School holiday travel price hikes 'immoral'
EDUCATION leaders have called on the Government to do more to protect families from school holiday price hikes.
Earlier this week the Post reported parents in Swansea, Neath Port Talbot and Carmarthenshire would no longer be able to request authorised absences to take their children away during term time.
The decision was taken by the South West and Mid Wales Education Consortium — which is made up of the three counties plus Ceredigion, Pembrokeshire and Powys — who have now said it is "immoral" for companies to charge more when the school holidays begin.
Lead director Eifion Evans said: "The education of children is paramount and research has shown that attendance at school is a high factor in achievement.

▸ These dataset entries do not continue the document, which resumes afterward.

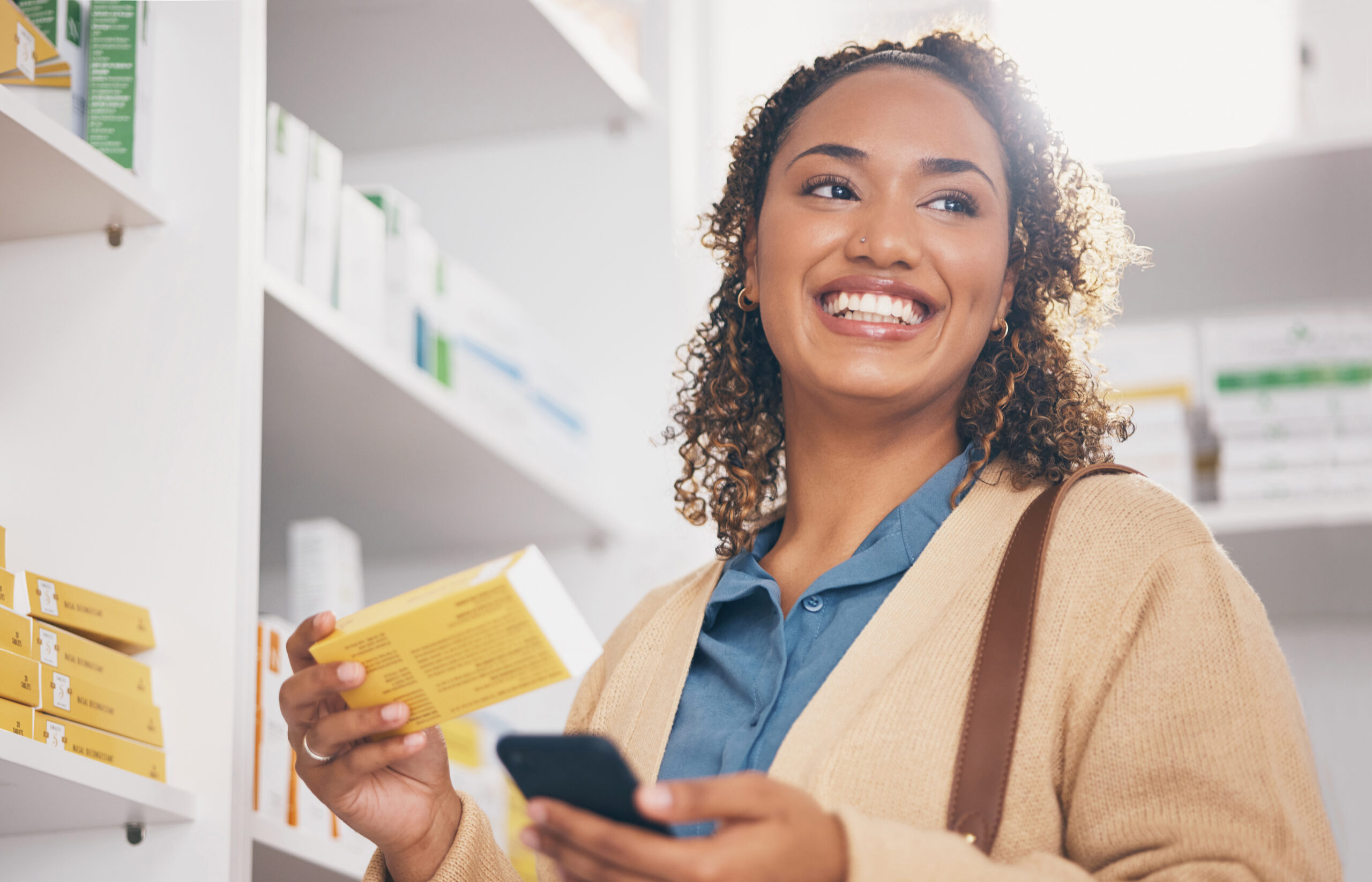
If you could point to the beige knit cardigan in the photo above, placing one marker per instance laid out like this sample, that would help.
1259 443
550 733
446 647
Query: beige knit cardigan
1161 736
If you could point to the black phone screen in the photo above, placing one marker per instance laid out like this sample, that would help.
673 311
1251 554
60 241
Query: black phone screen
586 771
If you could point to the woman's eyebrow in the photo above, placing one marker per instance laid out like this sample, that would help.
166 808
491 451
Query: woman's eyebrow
944 165
837 151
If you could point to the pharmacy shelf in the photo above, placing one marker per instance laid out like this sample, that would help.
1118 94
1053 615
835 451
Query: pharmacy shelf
283 854
379 74
353 431
47 790
1285 148
1279 515
54 183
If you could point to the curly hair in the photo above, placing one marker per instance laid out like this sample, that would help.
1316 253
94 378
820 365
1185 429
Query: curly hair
1032 397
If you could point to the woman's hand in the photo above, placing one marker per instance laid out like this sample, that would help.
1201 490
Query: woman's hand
396 792
767 831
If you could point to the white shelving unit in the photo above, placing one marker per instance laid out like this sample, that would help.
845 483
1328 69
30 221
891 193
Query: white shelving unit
459 70
42 158
282 852
1228 519
66 792
353 430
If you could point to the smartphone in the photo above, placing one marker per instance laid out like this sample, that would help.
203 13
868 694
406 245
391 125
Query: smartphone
586 771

"Having said that, we fully understand the frustration of parents, and indeed all those people working in the education sector, who are forced to pay higher prices for holidays.
"This is totally unjustified and immoral and is something we would urge the Government to look into."
The new policy has proved controversial, with many parents saying the cost of going away during the holidays is too expensive.
Previously parents were able to ask for time off for their children and have it marked as an authorised absence if their head teacher agreed to it.
The Association of British Travel Agents (Abta) has defended the cost, saying it is simply a case of supply and demand.
A spokesman said: "Prices increase in line with demand and schools have traditionally taken their breaks at times of the year when the weather is good and demand is high, not just from other families but from holidaymakers across all of Europe.
"Allowing schools the option to stagger their holiday dates could go some way to address the issue of increased demand during school holidays."